Atheneum (2004), Edition: 1st, 32 pages
Five-year-old Emily tries to understand her grandfather's death by exploring the Christian and Jewish rituals that her family practices during and after his funeral.
LibraryThing member lgrube4
I picked this book up because the name was very strange to me! I am Jewish, so I know what "Kaddish" means but I didn't know why it said "in Jesus' name amen". The story was about a young girl who had a grandfather who was very close to her. When she was young, he would always read to her, but lost his glasses, and she would always get them for him. When she was five years old he passed away, and since he was Christian, they had the funeral at a church. Of course this was the little girl's first time in a church, and she was amazed at the colors and songs and people there.
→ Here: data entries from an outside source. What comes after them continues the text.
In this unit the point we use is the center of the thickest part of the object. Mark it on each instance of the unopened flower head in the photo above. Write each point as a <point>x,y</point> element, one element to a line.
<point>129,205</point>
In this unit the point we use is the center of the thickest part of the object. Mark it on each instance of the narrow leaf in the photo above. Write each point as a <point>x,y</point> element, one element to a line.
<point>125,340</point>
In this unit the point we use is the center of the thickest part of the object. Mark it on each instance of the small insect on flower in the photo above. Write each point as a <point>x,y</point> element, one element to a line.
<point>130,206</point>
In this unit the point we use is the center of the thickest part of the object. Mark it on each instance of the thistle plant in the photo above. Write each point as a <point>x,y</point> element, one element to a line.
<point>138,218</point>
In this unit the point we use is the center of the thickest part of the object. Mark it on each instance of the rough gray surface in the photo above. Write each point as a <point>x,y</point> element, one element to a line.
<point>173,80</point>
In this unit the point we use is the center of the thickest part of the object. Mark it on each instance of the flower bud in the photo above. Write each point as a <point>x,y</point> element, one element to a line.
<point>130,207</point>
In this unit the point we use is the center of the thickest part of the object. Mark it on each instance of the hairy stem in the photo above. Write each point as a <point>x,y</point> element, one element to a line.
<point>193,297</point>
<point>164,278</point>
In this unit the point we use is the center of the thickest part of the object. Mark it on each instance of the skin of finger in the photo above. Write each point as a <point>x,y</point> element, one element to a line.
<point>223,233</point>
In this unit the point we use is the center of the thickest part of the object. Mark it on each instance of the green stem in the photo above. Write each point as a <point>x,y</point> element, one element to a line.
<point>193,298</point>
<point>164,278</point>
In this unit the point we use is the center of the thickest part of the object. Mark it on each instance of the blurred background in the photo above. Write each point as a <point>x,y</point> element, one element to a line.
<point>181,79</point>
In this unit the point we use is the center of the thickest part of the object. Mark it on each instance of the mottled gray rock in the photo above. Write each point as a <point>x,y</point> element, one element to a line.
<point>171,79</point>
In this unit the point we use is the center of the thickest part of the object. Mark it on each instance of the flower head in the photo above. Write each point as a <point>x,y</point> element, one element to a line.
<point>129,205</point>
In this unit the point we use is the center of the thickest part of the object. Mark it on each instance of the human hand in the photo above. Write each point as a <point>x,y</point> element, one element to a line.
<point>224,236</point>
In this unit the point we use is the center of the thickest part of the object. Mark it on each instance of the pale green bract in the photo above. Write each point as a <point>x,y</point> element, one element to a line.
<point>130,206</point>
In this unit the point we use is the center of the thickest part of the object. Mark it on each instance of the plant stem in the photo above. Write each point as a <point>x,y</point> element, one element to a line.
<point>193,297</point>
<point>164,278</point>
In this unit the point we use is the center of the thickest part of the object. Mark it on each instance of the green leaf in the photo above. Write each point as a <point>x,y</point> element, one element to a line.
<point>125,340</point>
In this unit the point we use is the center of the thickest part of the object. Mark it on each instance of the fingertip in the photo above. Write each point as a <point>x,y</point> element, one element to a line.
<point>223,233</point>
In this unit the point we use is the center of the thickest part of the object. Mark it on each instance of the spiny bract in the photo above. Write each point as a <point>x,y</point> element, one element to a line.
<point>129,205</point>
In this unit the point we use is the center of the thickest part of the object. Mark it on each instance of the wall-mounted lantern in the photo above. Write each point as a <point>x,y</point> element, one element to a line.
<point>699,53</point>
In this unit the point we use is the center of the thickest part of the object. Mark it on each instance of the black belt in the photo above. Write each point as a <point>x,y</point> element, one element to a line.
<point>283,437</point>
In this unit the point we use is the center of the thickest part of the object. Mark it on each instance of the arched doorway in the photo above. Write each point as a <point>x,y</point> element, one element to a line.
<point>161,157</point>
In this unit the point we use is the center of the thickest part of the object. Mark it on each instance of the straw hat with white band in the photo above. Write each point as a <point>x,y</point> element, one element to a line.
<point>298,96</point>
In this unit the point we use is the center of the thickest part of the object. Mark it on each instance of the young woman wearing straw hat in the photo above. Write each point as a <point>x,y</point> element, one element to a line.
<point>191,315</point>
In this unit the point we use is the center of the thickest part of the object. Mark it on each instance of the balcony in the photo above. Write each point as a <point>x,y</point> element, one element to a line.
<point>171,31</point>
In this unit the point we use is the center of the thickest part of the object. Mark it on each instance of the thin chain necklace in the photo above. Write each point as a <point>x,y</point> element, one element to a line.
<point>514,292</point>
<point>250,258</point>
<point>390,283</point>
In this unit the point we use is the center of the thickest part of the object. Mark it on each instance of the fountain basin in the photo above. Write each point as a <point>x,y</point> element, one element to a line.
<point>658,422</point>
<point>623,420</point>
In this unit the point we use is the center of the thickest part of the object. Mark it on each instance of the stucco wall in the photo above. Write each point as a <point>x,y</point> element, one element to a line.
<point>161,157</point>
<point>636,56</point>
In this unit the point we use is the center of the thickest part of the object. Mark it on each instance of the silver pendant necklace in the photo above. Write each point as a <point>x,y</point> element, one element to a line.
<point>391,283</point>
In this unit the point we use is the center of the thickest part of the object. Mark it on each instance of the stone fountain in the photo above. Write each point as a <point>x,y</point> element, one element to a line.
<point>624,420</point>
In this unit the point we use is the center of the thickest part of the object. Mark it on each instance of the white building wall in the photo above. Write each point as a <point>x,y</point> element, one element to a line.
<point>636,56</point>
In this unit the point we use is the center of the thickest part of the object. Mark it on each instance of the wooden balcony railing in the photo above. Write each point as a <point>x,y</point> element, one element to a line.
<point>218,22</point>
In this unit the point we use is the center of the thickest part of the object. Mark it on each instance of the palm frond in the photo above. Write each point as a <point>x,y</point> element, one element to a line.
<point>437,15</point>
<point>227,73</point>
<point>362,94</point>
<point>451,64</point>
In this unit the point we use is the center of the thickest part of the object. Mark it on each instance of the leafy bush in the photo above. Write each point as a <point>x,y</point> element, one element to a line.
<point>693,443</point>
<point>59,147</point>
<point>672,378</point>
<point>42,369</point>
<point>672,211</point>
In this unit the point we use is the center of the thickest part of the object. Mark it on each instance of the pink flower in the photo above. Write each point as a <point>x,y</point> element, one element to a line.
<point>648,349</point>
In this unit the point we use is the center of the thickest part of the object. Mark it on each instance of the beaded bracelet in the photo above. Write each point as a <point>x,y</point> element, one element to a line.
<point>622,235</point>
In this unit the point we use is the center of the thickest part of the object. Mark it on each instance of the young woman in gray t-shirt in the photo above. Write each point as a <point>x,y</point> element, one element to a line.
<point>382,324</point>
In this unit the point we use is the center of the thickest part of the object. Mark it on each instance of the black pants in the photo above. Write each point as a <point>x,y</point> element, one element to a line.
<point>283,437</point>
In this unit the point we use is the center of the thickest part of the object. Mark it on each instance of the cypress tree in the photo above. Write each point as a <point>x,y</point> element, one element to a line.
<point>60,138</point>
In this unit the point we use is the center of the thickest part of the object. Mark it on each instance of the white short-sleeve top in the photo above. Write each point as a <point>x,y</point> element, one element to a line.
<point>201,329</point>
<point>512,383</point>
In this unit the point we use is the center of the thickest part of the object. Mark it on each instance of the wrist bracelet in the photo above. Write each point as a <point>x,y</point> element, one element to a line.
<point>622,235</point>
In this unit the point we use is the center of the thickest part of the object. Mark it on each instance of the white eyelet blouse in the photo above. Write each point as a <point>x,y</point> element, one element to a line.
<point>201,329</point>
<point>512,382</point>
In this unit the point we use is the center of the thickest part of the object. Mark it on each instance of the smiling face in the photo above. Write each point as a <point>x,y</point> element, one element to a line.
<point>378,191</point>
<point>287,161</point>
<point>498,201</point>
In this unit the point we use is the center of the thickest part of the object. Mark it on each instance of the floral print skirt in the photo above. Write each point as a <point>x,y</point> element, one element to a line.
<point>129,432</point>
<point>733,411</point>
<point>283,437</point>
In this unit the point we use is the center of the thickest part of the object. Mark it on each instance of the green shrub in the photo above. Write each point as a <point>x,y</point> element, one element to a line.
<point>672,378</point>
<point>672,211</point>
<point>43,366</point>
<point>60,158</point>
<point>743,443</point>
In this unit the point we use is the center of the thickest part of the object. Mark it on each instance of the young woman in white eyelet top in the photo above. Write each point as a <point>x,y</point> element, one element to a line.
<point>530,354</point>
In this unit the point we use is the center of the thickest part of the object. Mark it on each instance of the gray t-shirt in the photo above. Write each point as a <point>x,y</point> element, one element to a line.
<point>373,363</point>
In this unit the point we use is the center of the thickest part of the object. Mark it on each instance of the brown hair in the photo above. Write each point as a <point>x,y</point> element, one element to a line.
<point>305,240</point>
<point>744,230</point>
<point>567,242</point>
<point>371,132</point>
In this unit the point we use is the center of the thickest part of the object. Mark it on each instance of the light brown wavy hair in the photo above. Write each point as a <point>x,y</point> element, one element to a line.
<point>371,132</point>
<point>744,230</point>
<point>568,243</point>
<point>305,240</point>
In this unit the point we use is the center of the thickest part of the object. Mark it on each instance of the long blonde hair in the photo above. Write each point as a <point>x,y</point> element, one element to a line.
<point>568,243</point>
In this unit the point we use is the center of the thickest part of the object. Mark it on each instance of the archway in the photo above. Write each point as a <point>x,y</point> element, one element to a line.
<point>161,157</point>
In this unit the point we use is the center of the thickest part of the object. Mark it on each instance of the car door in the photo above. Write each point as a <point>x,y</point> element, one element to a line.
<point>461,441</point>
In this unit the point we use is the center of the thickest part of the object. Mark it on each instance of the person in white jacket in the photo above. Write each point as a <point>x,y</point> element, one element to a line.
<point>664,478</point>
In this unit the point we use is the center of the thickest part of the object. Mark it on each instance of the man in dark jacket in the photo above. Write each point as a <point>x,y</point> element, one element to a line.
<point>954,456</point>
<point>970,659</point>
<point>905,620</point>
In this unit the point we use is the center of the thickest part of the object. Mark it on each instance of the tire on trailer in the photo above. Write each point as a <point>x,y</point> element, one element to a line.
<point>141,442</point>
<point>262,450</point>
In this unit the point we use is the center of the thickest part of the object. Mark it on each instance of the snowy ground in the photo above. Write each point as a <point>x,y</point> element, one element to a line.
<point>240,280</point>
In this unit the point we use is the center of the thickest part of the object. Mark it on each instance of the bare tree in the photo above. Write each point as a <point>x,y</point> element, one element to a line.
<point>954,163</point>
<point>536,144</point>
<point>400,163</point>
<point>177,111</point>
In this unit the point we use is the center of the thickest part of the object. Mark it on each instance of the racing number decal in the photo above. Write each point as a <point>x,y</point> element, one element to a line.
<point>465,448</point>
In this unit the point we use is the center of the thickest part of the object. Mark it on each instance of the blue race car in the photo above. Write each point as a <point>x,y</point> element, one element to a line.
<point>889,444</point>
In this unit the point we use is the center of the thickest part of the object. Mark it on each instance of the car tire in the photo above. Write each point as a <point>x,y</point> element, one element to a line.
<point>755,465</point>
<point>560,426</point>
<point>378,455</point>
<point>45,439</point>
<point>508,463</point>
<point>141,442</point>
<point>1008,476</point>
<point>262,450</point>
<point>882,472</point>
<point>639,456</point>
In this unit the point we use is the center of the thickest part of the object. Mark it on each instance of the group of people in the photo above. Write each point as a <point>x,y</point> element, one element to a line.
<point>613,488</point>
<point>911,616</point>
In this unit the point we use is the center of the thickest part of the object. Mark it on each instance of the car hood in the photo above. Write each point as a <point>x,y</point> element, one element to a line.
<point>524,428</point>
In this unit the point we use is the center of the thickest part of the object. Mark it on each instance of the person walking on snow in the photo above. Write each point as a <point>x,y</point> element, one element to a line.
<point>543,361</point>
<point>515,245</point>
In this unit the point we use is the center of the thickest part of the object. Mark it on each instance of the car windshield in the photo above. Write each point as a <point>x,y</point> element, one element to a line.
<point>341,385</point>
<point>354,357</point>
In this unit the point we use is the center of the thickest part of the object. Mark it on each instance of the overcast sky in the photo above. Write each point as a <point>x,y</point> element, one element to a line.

When the family got home, they decided to have "shiva" for the grandfather's passing because they practice Judaism in their household, They lit a "special candle" and a rabbi came every evening and led them in the Kaddish prayer. At the end of the book, the little girl kept her grandfather's glasses case because for her, it didn't matter what religion was practiced to remember him, as long as she had her own way of doing it. I thought this was a lovely story because you could tell it was told from a five year olds point of view, which I liked. When the little girl was explaining everything I could picture a five year old telling the story. Since I'm Jewish and my grandma just died a year ago I can relate to this book, which I found interesting. The illustrations were colorful and cloudy but with pencil marks everywhere, it looked like pencil and watercolor. I liked this because it gives the reader an insight to both religions and how the family works around death. I think it would be a good book for children because it doesn't focus on the death as much as the religions and feelings of dealing with it as a child.